In May 2008, Sinéad O Connor took part in the Africa Day celebrations in Ireland.
Sinéad has previously dated Anthony Kiedis of Red Hot Chili Peppers.
Sinéad's Children: Jake Reynolds (by first husband), Róisín Waters (by columnist John Waters), and Shane by Donal Lynny. Sinéad gave birth to her fourth child, Yeshua by Frank Bonadio in December 2006.
Sinéad O'Connor was named after Sinéad de Valera, the wife of Irish President Eamon de Valera, who was mother of the doctor delivering O'Connor.
John O'Connor, in an effort to become custodian of his children at a time when Ireland traditionally granted custody to the mother, became chairman of the Divorce Action Group.
In 1990, Sinéad O'Connor joined with other musical guests, when former Pink Floyd member Roger Waters organized a grand-scale performance of "The Wall" in Berlin.
After the Garden State Arts Center incident, Frank Sinatra was ready to clobber Sinéad.
Sinéad's brother, Joseph O'Connor is a notable novelist. Joseph's 1991 novel Cowboys and Indians was on the shortlist for the Whitbread Prize.
After Sinéad's appearance on Saturday Night Life, Madonna copied Sinéad's performance by ripping up a photograph of Joey Buttafuoco.
After the Saturday Night Live incident, Sinéad O'Connor starred as Ophelia in a theatrical production of Hamlet.
A pregnant Sinéad O'Connor was replaced on the 1995 Lollapalooza tour by band Elastica.
Sinéad is featured on Richard Wright of Pink Floyd's solo album, 1996's "Broken China". Sinéad gives lead vocals for three songs.
After Sinéad's service of ordination, she decided that her name should be Mother Bernadette Mary.
Sinéad has a close relationship with several members of fellow Irish band U2.
She married Nicholas Sommerland, a British journalist, in July 2001. Nicholas was rumored to be related to the Queen of Sweden, whose maiden name is Sommerlath.
(on her track "Success(Has Made a Failure of our Home")
Sinéad: If Ireland had not been invaded by the English, which was done for money, the Irish people wouldn't be in the amount of trouble that they are in at the moment and I wouldn't have been abused as a child... and neither would anybody else. So what I am saying is that through my own personal experience, I've learned that success has made a failure of our home.
(on coming out in 1999)
Sinéad: I'm a lesbian ... although I haven't been very open about that and throughout most of my life I've gone out with blokes because I haven't necessarily been terribly comfortable about being a lesbian. But I actually am a lesbian.
(on comparing her later and earlier albums)
Sinéad: When you're young, you don't really know quite what you're aiming at. You're very impulsive and acting on impulse, which is very important and valuable. But you're kind of swimming in a blind sea. When you get older, you have more of a sense of direction.

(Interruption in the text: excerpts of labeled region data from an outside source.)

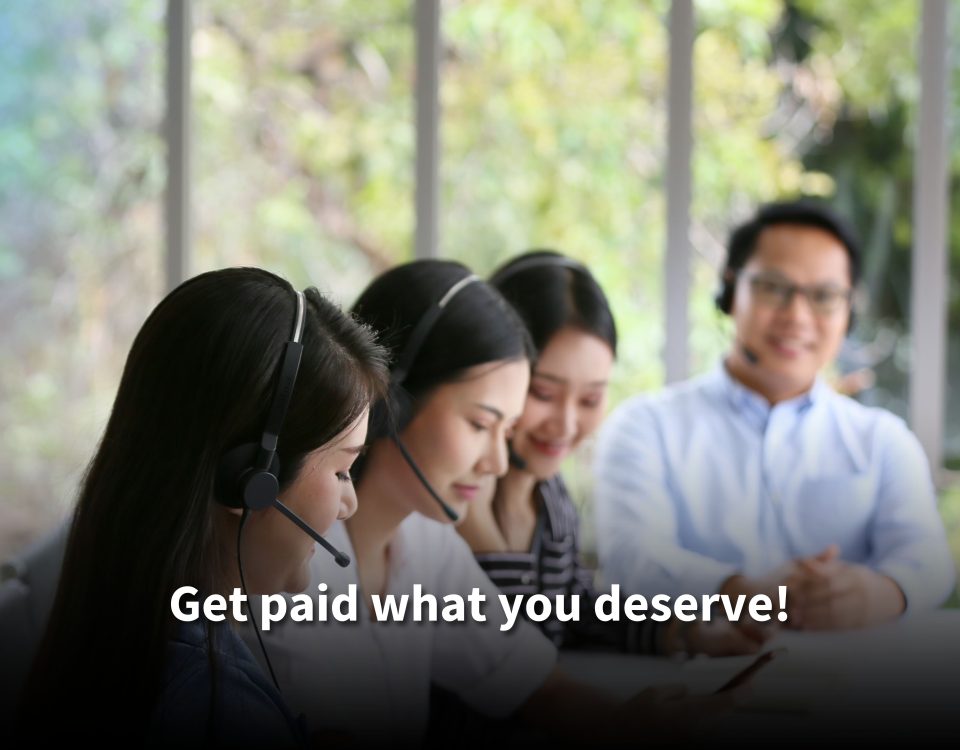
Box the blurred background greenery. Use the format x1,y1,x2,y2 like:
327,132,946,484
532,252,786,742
0,0,960,600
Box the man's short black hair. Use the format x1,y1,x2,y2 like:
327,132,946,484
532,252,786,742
717,200,860,313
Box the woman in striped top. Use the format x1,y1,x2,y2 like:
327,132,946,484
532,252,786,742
458,250,763,655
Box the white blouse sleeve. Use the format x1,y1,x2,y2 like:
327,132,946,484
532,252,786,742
428,522,557,717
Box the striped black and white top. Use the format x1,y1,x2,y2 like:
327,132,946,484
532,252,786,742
475,474,665,654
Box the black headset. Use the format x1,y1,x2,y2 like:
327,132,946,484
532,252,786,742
381,273,481,522
214,292,350,568
713,266,856,333
216,292,305,510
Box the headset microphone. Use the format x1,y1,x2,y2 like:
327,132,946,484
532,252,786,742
393,433,460,523
215,292,350,567
273,500,350,568
390,273,480,523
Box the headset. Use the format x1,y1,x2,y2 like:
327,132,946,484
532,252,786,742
387,273,481,523
215,292,350,567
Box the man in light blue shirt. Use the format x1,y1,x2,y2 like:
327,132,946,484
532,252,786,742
596,203,955,629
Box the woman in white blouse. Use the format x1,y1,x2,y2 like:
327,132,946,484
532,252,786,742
255,261,732,744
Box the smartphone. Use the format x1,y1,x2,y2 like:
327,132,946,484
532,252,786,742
716,648,787,693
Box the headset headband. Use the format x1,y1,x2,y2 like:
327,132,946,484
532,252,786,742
390,273,481,385
256,292,306,471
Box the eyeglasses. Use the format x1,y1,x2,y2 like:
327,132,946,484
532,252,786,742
747,274,853,317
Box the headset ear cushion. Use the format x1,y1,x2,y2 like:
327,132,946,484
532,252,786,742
214,443,280,510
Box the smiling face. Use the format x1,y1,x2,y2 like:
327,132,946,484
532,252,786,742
728,224,850,403
513,327,613,479
242,410,368,593
396,359,530,523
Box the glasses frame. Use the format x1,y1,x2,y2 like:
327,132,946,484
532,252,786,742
744,271,854,318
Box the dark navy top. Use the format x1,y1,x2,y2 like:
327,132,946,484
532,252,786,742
148,619,307,747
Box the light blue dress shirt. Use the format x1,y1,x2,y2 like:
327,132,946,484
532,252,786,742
595,365,955,611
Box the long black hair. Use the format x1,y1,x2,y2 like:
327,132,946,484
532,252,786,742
490,250,617,356
20,268,386,736
353,260,534,477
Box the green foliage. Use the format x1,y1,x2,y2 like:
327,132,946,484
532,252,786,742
0,0,960,580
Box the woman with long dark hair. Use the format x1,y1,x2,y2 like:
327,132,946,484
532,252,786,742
258,261,730,745
18,268,385,745
457,250,763,656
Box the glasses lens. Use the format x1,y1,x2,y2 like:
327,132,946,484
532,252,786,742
807,287,850,315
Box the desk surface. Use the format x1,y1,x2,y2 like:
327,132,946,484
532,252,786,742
560,610,960,739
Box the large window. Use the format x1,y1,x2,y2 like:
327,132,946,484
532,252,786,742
193,0,414,305
0,0,165,557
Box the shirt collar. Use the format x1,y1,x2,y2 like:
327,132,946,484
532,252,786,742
712,360,829,422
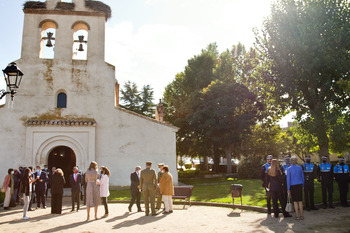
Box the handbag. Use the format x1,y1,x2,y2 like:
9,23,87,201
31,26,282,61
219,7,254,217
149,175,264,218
286,196,294,213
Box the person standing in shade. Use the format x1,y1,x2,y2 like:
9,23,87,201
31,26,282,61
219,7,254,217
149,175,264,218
128,166,142,212
159,166,175,214
282,155,291,200
303,155,318,211
50,168,66,214
156,163,164,210
35,166,49,209
69,167,82,212
85,161,101,221
260,155,272,214
267,159,291,218
317,156,335,209
333,157,350,207
287,156,304,220
20,168,35,220
139,162,157,216
28,167,36,211
1,168,14,210
100,167,111,218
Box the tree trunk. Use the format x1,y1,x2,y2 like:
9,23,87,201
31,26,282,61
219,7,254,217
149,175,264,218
311,107,329,157
213,144,220,173
225,145,232,174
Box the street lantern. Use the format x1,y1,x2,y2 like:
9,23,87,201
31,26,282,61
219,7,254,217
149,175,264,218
0,62,23,100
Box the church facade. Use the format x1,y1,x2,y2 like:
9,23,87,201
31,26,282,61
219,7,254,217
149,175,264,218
0,0,178,186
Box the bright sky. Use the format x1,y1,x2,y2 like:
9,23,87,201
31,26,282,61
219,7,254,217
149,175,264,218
0,0,292,125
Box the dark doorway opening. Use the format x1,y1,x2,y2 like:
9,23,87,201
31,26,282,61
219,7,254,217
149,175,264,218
48,146,76,188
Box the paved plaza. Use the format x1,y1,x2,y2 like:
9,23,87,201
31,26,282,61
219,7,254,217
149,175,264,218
0,198,350,233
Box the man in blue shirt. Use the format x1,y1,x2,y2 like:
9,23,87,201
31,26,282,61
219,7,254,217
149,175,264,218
303,155,318,211
318,156,335,209
260,155,272,214
333,157,350,207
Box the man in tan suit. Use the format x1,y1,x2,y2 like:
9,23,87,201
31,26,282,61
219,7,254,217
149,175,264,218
156,163,164,210
139,162,157,216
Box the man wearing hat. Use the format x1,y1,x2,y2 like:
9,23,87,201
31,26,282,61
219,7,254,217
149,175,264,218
318,156,335,209
260,155,272,214
139,162,157,216
333,157,349,207
156,163,164,210
303,155,318,211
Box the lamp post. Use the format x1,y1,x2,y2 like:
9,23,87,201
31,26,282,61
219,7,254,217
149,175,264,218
0,62,23,100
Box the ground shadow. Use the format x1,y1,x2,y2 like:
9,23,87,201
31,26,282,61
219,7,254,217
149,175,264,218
40,220,87,233
113,214,166,229
227,210,243,217
106,212,131,222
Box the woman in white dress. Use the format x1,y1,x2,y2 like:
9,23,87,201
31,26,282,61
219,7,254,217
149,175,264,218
85,161,101,221
100,167,111,218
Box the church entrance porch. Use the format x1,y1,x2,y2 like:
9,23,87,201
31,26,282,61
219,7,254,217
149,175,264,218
48,146,76,187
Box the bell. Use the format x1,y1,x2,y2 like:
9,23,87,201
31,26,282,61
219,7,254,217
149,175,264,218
78,36,84,43
46,32,55,47
78,44,84,52
46,39,53,48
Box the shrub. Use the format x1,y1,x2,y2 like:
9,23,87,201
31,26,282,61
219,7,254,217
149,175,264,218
238,156,264,179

(about her switch to Rastafarian music in 2005)
Sinead: I was longing for hymns and religious songs that weren't so boring and that also didn't perpetuate this kind of false idea of God, which I felt Catholicism did at the time. So I was always interested in the idea of rescuing God from religion and the idea of singing as prayer. Rasta music is the only kind of music that I think really gets that across. You feel the spirit of God alive in that music.
Sinéad: To say what you feel is to dig your own grave.
Sinéad: (Directed at Pope John Paul II) Fight the real enemy.
Sinéad: We have a tradition of passing our history orally and singing a lot of it and writing songs about it and there's kind of a calling in Irish voices when they're singing in their Irish accent.
Sinéad: I've been trying to grow it, but someone came up to me and asked if I was Enya. I was so shocked, I shaved all my hair off.